After Bryce Harper clumsily ran face-first into the right-field wall at Dodger Stadium, we were assured—by Harper himself and others—that the incident would not prevent Harper from "playing hard" in the future. Those assurances may have been given a bit hastily.
The Giants were trailing the Nationals by a run and down to their last strike during last night's game in San Francisco, when Gregor Blanco sent a shot towards Harper in right field. And then this happened:
You can clearly see Harper—still a step or two away from the warning track—short-arm his leap for the ball, his whole body flinching as if he expected to go slamming into the wall. That was a gaffe made by a man who is still more than a little gun-shy. Harper seemed to admit as much to the Washington Post after the game:
“I don’t want to hit the frickin’ wall full-on,” Harper said. “Of course that crosses your mind after you jam into a wall. It doesn’t really feel very good. It [stinks] that I couldn’t make the play. I totally put that loss on me.”
Nats pitcher Rafael Soriano, who was on the mound when Harper let that ball get over his head, wasn't feeling sympathetic after the game. From USA Today:
"With two outs and the tying run at first, you have to play the outfield so the ball doesn't go over your head,'' Soriano said in Spanish.

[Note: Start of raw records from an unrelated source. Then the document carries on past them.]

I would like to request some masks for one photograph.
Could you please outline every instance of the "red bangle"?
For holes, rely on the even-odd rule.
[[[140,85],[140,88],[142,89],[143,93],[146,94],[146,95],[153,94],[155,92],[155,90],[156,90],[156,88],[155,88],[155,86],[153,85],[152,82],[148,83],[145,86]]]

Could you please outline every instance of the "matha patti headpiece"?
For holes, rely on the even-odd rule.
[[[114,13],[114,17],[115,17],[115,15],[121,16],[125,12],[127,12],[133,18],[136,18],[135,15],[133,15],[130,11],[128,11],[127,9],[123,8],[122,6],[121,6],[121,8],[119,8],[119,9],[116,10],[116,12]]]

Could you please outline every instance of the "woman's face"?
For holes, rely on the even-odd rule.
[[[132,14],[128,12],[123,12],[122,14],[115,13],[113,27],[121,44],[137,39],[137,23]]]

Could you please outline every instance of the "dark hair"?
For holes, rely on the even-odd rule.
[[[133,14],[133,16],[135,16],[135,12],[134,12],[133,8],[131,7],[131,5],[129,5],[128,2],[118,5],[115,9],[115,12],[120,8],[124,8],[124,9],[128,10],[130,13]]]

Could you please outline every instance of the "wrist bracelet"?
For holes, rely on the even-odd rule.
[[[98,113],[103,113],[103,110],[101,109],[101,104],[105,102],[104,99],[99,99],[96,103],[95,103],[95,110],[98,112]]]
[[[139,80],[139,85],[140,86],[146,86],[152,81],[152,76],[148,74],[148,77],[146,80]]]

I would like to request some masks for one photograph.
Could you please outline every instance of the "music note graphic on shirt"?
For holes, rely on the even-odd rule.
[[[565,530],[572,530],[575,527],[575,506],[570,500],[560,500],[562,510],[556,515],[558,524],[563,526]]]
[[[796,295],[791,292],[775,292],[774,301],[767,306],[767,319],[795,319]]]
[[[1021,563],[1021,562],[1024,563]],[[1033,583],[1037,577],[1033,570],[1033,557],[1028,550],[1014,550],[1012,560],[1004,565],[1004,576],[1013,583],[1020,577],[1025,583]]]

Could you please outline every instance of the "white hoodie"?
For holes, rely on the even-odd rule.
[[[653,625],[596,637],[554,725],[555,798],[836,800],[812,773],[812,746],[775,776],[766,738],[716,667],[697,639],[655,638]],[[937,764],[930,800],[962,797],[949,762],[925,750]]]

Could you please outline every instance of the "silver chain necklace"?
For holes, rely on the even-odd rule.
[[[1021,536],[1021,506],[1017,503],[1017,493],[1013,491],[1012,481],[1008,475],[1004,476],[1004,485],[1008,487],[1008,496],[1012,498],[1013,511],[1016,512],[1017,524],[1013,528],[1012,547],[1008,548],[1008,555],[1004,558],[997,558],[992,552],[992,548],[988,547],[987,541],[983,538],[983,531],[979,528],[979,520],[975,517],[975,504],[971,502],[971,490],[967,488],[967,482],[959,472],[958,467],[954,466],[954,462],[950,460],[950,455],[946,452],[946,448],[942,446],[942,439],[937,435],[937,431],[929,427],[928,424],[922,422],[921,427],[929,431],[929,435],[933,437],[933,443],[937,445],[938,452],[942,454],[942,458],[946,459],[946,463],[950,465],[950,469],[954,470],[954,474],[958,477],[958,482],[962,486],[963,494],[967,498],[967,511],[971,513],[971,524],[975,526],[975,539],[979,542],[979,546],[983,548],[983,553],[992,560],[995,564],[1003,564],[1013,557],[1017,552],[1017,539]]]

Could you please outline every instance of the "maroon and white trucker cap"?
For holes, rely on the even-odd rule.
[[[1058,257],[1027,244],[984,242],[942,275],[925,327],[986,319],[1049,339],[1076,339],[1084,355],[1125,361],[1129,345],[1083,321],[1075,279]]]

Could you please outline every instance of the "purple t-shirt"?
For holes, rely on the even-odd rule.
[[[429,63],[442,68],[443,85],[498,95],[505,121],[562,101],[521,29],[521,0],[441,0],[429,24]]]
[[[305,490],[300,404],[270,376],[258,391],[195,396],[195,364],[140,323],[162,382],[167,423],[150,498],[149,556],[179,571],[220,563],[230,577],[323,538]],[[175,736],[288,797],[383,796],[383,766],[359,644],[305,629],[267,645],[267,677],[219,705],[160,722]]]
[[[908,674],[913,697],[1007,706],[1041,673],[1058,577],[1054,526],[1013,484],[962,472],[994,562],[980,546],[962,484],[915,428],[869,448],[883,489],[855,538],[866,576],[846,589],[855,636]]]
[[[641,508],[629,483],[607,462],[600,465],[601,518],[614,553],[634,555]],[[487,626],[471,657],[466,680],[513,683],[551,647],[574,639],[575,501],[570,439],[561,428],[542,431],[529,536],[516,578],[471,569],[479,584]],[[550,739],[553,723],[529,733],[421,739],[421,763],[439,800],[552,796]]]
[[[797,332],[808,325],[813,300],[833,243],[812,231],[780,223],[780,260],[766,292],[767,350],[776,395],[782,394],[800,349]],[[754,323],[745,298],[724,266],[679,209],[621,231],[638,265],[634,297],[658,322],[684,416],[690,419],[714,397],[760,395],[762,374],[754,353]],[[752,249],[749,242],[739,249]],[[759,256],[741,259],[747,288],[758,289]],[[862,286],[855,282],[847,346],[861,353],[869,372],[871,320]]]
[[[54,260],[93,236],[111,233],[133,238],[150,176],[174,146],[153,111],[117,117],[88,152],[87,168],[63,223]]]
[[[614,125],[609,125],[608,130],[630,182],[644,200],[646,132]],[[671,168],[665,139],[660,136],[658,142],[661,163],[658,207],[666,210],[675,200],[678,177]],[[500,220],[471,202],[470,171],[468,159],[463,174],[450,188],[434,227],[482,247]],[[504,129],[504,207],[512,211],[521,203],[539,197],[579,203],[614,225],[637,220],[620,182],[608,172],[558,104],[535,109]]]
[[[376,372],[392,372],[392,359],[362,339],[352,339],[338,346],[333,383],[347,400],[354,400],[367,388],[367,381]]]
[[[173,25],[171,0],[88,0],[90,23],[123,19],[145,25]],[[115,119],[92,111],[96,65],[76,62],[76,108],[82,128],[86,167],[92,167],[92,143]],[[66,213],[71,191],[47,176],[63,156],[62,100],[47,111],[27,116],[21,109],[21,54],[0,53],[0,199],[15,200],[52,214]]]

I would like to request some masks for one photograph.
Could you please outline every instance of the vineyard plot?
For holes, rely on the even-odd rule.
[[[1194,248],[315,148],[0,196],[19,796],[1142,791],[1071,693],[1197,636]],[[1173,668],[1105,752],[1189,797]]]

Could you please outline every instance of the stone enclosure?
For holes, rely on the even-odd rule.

"It may not have been a catchable ball, but if we're positioned the right way, there might have been a different outcome. With two outs, I could tell my four-year-old son, 'You know where you need to play,' and he would have positioned himself better. It's not an excuse, and I'm not speaking badly about anybody, but I think that's how you play the game.''
It's stupid to think that a player who suffered a collision as damaging as the one Harper did would be able to move on without the incident sticking in his mind for a bit, but this will certainly put a damper on the tumescence of the columnists who spent last week getting themselves all worked up about Harper's heroic scrappiness. He's going to have to beat out at least six infield singles by sliding into first base in order to make up for this.